McGrath sets foot in the theatrical equivalent of Mecca; Kiley gets desperately close. Moving from understudy to principal in Stephen Sondheim's Assassins, Kiley -- playing "Squeaky" Fromme -- gets the word that the show is moving from off-Broadway to Broadway. Then, just as suddenly, the investors pull out. She tells herself she's fine, until she realizes she hasn't gotten out of bed for a week.

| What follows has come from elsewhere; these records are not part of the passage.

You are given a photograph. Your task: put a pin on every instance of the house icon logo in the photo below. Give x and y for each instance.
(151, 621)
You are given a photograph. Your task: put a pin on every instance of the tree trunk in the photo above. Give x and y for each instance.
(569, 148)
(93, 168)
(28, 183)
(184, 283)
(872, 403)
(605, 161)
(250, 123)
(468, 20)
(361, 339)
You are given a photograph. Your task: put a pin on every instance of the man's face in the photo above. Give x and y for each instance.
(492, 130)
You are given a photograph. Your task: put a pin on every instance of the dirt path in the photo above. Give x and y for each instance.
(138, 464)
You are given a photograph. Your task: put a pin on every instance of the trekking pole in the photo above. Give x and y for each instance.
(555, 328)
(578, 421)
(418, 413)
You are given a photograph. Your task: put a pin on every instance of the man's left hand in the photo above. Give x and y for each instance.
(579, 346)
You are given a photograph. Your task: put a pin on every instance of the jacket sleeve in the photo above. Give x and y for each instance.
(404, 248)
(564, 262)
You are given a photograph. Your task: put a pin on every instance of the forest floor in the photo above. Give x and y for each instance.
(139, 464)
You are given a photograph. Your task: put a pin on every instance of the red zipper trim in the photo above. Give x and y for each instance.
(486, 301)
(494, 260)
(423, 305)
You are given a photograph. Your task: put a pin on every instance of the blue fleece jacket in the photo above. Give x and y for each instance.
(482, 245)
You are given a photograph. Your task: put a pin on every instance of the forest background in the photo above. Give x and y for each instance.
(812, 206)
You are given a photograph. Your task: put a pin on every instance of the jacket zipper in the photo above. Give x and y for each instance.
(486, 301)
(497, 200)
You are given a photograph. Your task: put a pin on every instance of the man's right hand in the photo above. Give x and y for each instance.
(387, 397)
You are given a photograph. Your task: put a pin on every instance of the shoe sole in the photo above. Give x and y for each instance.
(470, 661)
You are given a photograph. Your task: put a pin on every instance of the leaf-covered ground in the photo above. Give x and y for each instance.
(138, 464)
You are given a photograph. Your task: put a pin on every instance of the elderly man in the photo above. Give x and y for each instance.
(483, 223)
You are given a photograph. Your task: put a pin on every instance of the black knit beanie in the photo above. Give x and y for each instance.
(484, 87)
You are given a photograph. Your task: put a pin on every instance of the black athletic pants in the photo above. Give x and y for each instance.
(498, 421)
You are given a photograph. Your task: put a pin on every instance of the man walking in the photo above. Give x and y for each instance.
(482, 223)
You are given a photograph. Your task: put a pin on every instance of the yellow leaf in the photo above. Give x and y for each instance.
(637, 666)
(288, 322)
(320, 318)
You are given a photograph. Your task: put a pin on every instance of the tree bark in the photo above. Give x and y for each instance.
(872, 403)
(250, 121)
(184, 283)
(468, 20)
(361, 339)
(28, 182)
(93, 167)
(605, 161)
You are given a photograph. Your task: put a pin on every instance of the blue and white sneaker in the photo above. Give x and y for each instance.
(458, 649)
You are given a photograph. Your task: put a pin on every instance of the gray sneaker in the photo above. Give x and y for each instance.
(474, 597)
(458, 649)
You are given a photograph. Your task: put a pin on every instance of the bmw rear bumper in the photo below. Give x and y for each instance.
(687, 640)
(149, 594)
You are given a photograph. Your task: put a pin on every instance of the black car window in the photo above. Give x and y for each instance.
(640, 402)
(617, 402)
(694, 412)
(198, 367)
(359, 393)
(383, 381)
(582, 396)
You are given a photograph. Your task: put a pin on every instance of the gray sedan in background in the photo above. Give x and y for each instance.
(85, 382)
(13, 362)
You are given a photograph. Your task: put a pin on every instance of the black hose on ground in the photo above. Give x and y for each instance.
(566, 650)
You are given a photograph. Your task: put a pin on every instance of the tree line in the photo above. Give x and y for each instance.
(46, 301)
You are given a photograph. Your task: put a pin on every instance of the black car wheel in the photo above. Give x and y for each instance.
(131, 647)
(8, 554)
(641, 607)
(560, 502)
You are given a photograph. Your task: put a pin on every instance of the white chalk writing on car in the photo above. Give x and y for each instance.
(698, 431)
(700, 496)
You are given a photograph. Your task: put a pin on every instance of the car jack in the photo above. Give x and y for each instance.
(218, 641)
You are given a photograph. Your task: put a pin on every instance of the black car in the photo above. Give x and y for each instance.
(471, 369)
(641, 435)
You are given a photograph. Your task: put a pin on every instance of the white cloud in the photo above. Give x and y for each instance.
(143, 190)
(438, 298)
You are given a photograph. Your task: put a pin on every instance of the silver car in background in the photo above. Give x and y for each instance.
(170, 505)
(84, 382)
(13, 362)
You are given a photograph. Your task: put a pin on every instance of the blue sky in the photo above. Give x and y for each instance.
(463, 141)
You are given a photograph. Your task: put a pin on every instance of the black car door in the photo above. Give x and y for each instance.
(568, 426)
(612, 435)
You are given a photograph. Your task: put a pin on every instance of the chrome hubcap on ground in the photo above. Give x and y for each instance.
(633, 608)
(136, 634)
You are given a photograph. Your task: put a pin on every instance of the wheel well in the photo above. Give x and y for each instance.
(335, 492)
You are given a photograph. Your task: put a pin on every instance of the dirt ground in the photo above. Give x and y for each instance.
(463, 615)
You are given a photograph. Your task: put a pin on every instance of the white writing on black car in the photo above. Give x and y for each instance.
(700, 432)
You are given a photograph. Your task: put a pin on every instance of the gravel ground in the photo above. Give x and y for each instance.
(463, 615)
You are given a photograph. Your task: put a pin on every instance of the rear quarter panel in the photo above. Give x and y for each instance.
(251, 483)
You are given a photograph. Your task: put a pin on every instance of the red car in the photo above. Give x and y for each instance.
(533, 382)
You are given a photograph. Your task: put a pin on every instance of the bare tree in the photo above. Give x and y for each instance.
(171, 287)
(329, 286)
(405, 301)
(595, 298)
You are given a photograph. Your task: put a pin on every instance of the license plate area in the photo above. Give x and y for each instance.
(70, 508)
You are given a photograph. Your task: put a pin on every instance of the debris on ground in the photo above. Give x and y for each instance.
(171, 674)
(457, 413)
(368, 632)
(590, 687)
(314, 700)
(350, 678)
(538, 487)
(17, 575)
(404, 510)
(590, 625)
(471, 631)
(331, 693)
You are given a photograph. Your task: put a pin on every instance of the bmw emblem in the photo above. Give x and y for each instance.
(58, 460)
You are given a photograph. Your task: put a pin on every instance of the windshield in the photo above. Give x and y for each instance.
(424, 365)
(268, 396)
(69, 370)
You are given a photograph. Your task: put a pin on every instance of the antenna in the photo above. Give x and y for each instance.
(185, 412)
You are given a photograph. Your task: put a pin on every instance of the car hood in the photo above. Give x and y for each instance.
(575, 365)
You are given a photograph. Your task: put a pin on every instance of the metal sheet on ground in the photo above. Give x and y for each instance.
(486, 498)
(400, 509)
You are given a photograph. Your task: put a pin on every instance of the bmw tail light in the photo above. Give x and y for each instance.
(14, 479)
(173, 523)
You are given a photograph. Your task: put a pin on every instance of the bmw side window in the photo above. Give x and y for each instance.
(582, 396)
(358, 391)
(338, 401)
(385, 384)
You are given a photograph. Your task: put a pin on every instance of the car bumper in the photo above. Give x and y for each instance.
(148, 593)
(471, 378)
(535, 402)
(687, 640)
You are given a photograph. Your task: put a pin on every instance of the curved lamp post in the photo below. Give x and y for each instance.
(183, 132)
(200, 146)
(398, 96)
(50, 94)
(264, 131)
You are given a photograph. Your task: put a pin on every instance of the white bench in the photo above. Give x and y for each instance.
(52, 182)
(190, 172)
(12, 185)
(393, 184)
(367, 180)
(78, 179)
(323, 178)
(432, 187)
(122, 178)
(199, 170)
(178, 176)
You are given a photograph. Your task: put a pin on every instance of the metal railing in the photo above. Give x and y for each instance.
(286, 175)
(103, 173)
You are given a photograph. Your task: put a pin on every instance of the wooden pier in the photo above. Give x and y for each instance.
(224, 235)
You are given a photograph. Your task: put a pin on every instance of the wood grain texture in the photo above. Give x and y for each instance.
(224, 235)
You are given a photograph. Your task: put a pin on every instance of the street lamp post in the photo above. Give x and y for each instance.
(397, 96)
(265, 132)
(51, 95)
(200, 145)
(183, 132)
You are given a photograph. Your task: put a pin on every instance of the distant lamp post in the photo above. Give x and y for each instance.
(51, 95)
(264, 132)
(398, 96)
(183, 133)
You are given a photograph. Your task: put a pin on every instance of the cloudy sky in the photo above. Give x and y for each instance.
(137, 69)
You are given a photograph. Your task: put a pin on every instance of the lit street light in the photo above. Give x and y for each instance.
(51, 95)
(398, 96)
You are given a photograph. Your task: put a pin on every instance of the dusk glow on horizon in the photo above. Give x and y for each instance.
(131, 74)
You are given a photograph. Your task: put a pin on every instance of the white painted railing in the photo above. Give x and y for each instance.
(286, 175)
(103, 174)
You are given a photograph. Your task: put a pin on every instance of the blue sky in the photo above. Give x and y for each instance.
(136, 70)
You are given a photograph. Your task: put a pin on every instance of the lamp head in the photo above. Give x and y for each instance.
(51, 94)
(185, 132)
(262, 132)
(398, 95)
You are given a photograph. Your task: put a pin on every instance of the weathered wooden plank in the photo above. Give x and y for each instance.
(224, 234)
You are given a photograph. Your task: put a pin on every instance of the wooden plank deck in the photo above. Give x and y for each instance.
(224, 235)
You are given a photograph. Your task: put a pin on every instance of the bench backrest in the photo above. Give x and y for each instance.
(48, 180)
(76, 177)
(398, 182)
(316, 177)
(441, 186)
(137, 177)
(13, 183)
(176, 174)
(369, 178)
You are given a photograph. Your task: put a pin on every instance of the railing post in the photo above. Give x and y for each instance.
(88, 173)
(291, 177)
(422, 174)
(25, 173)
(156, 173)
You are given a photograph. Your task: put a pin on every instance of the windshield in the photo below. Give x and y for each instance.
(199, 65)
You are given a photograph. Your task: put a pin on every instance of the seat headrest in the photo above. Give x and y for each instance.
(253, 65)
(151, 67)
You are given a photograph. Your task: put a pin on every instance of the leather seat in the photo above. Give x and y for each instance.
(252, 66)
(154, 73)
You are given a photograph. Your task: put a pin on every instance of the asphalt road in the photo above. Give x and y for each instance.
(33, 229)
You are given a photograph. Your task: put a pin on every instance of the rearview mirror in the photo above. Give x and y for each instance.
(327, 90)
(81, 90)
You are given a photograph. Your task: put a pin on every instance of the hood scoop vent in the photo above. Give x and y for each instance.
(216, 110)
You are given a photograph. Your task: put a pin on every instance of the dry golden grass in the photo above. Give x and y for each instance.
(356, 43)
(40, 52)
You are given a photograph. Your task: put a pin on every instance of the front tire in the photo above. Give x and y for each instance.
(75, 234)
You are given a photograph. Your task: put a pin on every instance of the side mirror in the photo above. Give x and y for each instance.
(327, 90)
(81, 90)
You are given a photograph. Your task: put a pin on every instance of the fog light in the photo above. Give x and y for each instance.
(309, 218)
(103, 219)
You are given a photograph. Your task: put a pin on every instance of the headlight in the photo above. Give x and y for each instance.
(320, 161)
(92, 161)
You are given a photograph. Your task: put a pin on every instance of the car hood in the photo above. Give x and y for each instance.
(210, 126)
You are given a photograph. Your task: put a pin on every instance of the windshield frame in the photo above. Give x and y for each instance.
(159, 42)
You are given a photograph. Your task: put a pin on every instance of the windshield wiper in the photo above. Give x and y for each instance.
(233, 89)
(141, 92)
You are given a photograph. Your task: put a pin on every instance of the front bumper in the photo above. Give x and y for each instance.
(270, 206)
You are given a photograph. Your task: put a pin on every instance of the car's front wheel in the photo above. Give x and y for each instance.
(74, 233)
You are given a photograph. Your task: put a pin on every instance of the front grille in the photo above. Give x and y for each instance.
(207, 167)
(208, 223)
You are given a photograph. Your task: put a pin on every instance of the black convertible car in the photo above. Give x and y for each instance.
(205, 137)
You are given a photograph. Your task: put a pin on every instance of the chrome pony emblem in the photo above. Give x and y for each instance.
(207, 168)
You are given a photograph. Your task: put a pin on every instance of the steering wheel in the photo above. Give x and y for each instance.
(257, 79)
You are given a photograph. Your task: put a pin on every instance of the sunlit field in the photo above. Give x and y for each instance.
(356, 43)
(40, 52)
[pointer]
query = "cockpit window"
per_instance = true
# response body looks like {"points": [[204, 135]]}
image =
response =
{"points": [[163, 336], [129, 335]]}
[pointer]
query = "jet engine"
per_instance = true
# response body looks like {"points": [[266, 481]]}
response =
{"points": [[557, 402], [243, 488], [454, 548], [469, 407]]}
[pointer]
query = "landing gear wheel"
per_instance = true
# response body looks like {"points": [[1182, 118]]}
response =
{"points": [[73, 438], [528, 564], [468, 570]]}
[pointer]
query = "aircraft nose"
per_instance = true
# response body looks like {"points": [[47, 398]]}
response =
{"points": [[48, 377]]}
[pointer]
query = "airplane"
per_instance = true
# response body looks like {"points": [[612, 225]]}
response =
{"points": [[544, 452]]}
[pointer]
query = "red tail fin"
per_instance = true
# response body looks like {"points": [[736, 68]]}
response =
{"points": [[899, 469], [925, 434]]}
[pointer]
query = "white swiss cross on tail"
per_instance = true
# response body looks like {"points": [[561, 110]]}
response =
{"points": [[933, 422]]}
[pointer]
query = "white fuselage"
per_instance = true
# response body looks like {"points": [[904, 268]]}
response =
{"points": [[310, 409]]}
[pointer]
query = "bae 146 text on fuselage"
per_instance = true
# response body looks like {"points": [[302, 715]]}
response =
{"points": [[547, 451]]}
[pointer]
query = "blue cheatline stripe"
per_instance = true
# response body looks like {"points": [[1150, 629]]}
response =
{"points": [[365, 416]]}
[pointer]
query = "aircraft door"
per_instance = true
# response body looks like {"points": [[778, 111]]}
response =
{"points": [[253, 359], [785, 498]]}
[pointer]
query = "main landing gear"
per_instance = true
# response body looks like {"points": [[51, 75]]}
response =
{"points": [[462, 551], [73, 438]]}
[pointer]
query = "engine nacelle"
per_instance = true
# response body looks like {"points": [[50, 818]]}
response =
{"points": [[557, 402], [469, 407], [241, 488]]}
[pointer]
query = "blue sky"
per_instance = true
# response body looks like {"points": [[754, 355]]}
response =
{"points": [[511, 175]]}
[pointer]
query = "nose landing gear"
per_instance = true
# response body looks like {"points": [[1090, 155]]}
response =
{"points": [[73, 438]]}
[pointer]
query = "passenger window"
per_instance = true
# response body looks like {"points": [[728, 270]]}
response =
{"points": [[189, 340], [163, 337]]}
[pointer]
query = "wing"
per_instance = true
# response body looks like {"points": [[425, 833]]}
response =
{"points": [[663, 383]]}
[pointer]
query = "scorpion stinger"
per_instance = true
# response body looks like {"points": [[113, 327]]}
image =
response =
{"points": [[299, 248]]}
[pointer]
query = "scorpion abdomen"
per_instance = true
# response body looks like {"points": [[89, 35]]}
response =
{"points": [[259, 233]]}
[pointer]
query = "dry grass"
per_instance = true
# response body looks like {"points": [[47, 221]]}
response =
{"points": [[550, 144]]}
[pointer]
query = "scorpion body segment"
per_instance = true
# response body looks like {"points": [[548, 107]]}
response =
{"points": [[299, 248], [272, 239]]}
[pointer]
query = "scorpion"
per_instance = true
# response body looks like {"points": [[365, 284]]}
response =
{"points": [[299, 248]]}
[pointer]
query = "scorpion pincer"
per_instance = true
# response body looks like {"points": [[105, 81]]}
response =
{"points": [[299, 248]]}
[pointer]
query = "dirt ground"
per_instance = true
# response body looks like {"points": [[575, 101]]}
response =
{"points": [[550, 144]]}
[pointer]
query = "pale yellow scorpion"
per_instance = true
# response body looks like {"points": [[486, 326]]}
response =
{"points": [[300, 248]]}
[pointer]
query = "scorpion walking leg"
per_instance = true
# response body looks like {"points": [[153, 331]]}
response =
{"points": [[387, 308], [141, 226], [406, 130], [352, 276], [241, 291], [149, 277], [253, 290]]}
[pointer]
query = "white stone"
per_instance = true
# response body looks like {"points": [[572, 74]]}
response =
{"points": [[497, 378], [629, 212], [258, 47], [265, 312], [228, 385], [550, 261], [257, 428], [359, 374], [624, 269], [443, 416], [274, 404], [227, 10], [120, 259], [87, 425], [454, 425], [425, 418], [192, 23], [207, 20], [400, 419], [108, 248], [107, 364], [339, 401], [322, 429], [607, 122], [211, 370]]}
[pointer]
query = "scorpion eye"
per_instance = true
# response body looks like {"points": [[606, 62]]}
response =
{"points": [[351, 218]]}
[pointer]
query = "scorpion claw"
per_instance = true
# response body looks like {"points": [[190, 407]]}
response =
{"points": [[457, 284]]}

It is really no cliché that the actor's life is a parade of broken dreams. In the making of the film, says Wurdack, "at one point it was really a Greek tragedy, and I said, 'This is too depressing.' It was finding that balance. From the beginning, I did not want to do 42nd Street, either." Even with a somber and poignant telling of the effect of AIDS on the lives and work of those in the profession (one actor tells of how every friend he had at 30 was dead by the time he reached 40; Kiley tells of how hospital waiting rooms were called "the Equity lounge"), The Road to Broadway remains a buoyant tale. McGrath and Kevin Chamberlin, one of those Theater Factory alums who continues on the ascent (with a 2000 Tony nomination for best actor in Dirty Blonde), are marvelous storytellers. Chamberlin, who could be the reincarnation of Bert Lahr, sits around a table at Barrymore's in Manhattan with fellow actors, reminiscing about F. Murray Abraham's penchant for hiding his Oscar onstage, then handing it to Chamberlin midscene. The incomparable dancer Scott Wise offers an example of the humility of the profession: After he won his Tony for Jerome Robbins' Broadway, his next gig was donning a Teenage Mutant Ninja Turtle costume and dancing at a birthday party.

Wurdack's film en-compasses the grist and glitter of the profession. One actor questions why he hasn't gotten his break. Another borrows a subway token to an audition and gets cast in A Chorus Line. Celeste Holm reminisces fondly about the Ivoryton Playhouse, as does Kiley -- doing a dead-on impersonation of Hepburn visiting the dressing rooms the star inhabited one summer. The stately character actor Michael Allinson speaks resignedly of a career based on being the substitute for Rex Harrison in My Fair Lady; Chamberlin can barely believe his ears when he learns of his Tony nomination. The film also features Joneal Joplin, which is a St. Louis requirement. New Yorker film critic Anthony Lane once wrote that for a decade of French film, any movie without Gérard Depardieu in it seemed to have a hole. So it is with Joplin and any film on acting with a St. Louis backdrop.

The Road to Broadway begins with the irritating feel of a home movie -- too much warmth and not enough light -- but soon the sentimentality turns to sentiment, and a life in the theater is made more real, yet no less magical, under Wurdack's clear gaze.